The insiders aren't alone in their conviction. And these aren't passive funds mechanically rebalancing either, it's active managers that are making concentrated bets. Bain Capital Venture Investors opened a new position of over 1.1 million shares in Q4, making ServiceNow nearly 69% of its portfolio. Lightspeed Management initiated a 1.8 million share position at roughly 20% of its portfolio. When high-conviction active capital is flowing in during a narrative-driven sell-off, it suggests the money doing the deepest work views this as mispricing, not fundamental deterioration.
Conclusion
This analysis started with a qualitative conviction and then tested it against the most unforgiving quantitative framework I could find. Burry's lens is the most honest place to stress-test any investment thesis - strip the story away, ignore the narrative, and ask what the numbers actually say. Applied to ServiceNow, they say the stock isn't cheap; not on an absolute basis, not after adjusting for stock-based compensation, and certainly not by the standards Burry himself would apply.
But the same numbers, read differently, tell another story. The market is pricing in 8-9% growth for a business compounding at 28%, and the insiders are buying, not selling.
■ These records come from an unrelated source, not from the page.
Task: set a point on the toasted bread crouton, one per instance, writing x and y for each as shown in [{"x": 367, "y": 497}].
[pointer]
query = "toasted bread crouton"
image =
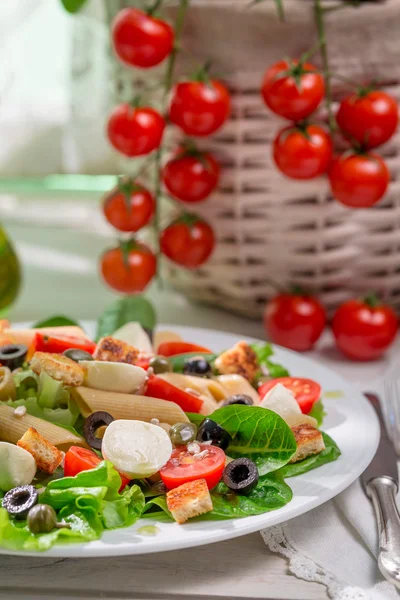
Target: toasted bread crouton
[
  {"x": 189, "y": 500},
  {"x": 309, "y": 441},
  {"x": 113, "y": 350},
  {"x": 47, "y": 456},
  {"x": 58, "y": 367},
  {"x": 241, "y": 359}
]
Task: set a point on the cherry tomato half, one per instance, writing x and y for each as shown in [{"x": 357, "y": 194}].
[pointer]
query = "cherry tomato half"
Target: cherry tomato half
[
  {"x": 368, "y": 118},
  {"x": 292, "y": 97},
  {"x": 128, "y": 271},
  {"x": 191, "y": 177},
  {"x": 80, "y": 459},
  {"x": 363, "y": 330},
  {"x": 305, "y": 391},
  {"x": 294, "y": 321},
  {"x": 359, "y": 180},
  {"x": 200, "y": 108},
  {"x": 135, "y": 131},
  {"x": 303, "y": 154},
  {"x": 139, "y": 39},
  {"x": 188, "y": 242},
  {"x": 182, "y": 467}
]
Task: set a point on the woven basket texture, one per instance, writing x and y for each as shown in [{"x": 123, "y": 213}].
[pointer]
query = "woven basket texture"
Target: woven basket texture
[{"x": 270, "y": 228}]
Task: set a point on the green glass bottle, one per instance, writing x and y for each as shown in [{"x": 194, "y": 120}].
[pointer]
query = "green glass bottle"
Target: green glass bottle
[{"x": 10, "y": 273}]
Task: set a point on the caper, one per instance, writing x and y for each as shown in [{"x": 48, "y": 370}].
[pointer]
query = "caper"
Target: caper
[
  {"x": 182, "y": 433},
  {"x": 77, "y": 355},
  {"x": 160, "y": 364},
  {"x": 42, "y": 518}
]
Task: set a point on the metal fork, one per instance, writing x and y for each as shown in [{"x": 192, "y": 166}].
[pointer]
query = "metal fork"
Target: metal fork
[{"x": 391, "y": 411}]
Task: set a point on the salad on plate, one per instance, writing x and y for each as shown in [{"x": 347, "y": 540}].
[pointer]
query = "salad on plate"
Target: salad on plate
[{"x": 95, "y": 435}]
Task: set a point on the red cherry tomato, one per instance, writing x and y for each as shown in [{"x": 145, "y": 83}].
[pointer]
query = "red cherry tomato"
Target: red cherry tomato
[
  {"x": 191, "y": 177},
  {"x": 359, "y": 180},
  {"x": 368, "y": 118},
  {"x": 200, "y": 108},
  {"x": 363, "y": 330},
  {"x": 135, "y": 131},
  {"x": 294, "y": 321},
  {"x": 305, "y": 391},
  {"x": 129, "y": 214},
  {"x": 174, "y": 348},
  {"x": 303, "y": 154},
  {"x": 128, "y": 270},
  {"x": 296, "y": 95},
  {"x": 182, "y": 467},
  {"x": 140, "y": 40},
  {"x": 80, "y": 459},
  {"x": 159, "y": 388},
  {"x": 188, "y": 242}
]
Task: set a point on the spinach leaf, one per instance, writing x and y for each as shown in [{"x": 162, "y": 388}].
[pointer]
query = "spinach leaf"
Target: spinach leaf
[
  {"x": 56, "y": 321},
  {"x": 318, "y": 412},
  {"x": 330, "y": 454},
  {"x": 178, "y": 360},
  {"x": 73, "y": 6},
  {"x": 125, "y": 310},
  {"x": 270, "y": 493},
  {"x": 257, "y": 433}
]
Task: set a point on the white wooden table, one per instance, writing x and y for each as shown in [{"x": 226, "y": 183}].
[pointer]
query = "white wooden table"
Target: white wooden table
[{"x": 60, "y": 271}]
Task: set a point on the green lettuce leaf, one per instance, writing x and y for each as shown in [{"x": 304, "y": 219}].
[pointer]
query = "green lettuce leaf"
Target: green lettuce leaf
[
  {"x": 318, "y": 412},
  {"x": 331, "y": 453},
  {"x": 257, "y": 433},
  {"x": 56, "y": 321},
  {"x": 125, "y": 310}
]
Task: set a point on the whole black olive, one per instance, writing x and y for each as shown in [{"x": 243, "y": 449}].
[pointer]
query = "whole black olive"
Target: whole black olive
[
  {"x": 13, "y": 355},
  {"x": 197, "y": 366},
  {"x": 20, "y": 500},
  {"x": 160, "y": 364},
  {"x": 77, "y": 355},
  {"x": 210, "y": 431},
  {"x": 92, "y": 424},
  {"x": 241, "y": 475},
  {"x": 239, "y": 399}
]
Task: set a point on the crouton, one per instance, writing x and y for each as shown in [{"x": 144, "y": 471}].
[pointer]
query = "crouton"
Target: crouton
[
  {"x": 58, "y": 367},
  {"x": 189, "y": 500},
  {"x": 113, "y": 350},
  {"x": 47, "y": 456},
  {"x": 309, "y": 441},
  {"x": 241, "y": 359}
]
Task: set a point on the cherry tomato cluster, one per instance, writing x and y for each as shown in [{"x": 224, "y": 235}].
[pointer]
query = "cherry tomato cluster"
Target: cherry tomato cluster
[
  {"x": 363, "y": 329},
  {"x": 367, "y": 118},
  {"x": 198, "y": 108}
]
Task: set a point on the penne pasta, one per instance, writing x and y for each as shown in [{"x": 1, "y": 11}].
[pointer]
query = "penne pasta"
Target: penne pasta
[
  {"x": 127, "y": 406},
  {"x": 12, "y": 428}
]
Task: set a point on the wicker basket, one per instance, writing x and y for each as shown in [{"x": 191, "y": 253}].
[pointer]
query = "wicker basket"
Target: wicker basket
[{"x": 269, "y": 226}]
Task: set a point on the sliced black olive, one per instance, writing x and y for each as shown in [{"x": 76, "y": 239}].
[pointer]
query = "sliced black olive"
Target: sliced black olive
[
  {"x": 197, "y": 366},
  {"x": 13, "y": 355},
  {"x": 160, "y": 364},
  {"x": 241, "y": 475},
  {"x": 239, "y": 399},
  {"x": 182, "y": 433},
  {"x": 210, "y": 431},
  {"x": 77, "y": 355},
  {"x": 92, "y": 424},
  {"x": 20, "y": 500}
]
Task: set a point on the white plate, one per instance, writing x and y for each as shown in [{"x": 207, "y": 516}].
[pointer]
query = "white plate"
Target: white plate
[{"x": 351, "y": 421}]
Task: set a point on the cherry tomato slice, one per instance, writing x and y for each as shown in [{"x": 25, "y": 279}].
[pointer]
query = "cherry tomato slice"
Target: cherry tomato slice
[
  {"x": 306, "y": 391},
  {"x": 80, "y": 459},
  {"x": 158, "y": 388},
  {"x": 173, "y": 348},
  {"x": 183, "y": 467}
]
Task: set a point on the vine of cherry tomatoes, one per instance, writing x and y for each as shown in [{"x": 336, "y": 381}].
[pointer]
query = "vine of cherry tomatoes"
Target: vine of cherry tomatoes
[
  {"x": 367, "y": 118},
  {"x": 199, "y": 107}
]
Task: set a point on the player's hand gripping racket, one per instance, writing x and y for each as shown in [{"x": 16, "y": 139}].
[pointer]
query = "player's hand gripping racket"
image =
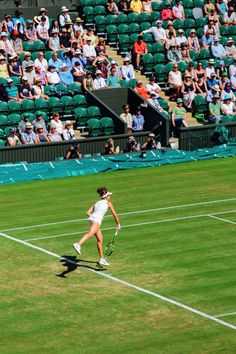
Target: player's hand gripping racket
[{"x": 111, "y": 245}]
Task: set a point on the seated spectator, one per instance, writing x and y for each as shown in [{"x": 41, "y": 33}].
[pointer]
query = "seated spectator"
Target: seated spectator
[
  {"x": 188, "y": 91},
  {"x": 113, "y": 80},
  {"x": 212, "y": 81},
  {"x": 152, "y": 86},
  {"x": 229, "y": 17},
  {"x": 41, "y": 62},
  {"x": 132, "y": 145},
  {"x": 217, "y": 49},
  {"x": 78, "y": 72},
  {"x": 64, "y": 16},
  {"x": 42, "y": 30},
  {"x": 99, "y": 81},
  {"x": 207, "y": 40},
  {"x": 109, "y": 148},
  {"x": 127, "y": 70},
  {"x": 39, "y": 121},
  {"x": 208, "y": 7},
  {"x": 150, "y": 144},
  {"x": 180, "y": 38},
  {"x": 153, "y": 101},
  {"x": 210, "y": 68},
  {"x": 173, "y": 55},
  {"x": 54, "y": 41},
  {"x": 170, "y": 30},
  {"x": 178, "y": 114},
  {"x": 223, "y": 80},
  {"x": 158, "y": 32},
  {"x": 137, "y": 121},
  {"x": 136, "y": 6},
  {"x": 211, "y": 92},
  {"x": 199, "y": 71},
  {"x": 184, "y": 52},
  {"x": 53, "y": 134},
  {"x": 141, "y": 90},
  {"x": 3, "y": 67},
  {"x": 112, "y": 8},
  {"x": 139, "y": 49},
  {"x": 124, "y": 7},
  {"x": 230, "y": 47},
  {"x": 12, "y": 91},
  {"x": 221, "y": 7},
  {"x": 65, "y": 39},
  {"x": 14, "y": 66},
  {"x": 13, "y": 139},
  {"x": 65, "y": 75},
  {"x": 25, "y": 90},
  {"x": 178, "y": 11},
  {"x": 68, "y": 131},
  {"x": 88, "y": 83},
  {"x": 40, "y": 136},
  {"x": 31, "y": 32},
  {"x": 30, "y": 73},
  {"x": 201, "y": 86},
  {"x": 215, "y": 109},
  {"x": 126, "y": 116},
  {"x": 221, "y": 69},
  {"x": 57, "y": 122},
  {"x": 147, "y": 6},
  {"x": 192, "y": 41},
  {"x": 73, "y": 152},
  {"x": 3, "y": 93},
  {"x": 228, "y": 107},
  {"x": 167, "y": 13},
  {"x": 16, "y": 42},
  {"x": 89, "y": 51},
  {"x": 28, "y": 135},
  {"x": 210, "y": 28},
  {"x": 101, "y": 46},
  {"x": 38, "y": 89},
  {"x": 227, "y": 91},
  {"x": 175, "y": 79}
]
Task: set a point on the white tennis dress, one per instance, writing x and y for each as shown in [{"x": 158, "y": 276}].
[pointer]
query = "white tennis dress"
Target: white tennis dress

Markets tend to price first-order effects quickly and second-order effects slowly. The first-order narrative driving this sell-off is straightforward. AI can automate workflows, therefore ServiceNow is disrupted. But first-order thinking stops at the obvious consequence and misses what follows from it. The second-order reality, the one the market hasn't fully processed, is that AI makes what ServiceNow does more valuable, not less. The more AI agents an enterprise deploys, the more it needs governance, identity permissions, audit trails, and cross-system orchestration. That is the core of ServiceNow's business. The market in my mind, is pricing the threat while overlooking the tailwind.
I don't know whether ServiceNow at $105 will look cheap in hindsight. No one does. But the gap between what the market expects and what the business is delivering is wider than I've ever seen for a company of this quality, and the people closest to the business are signalling the same thing with their own capital. Burry I imagine would pass. Munger, I suspect, would not.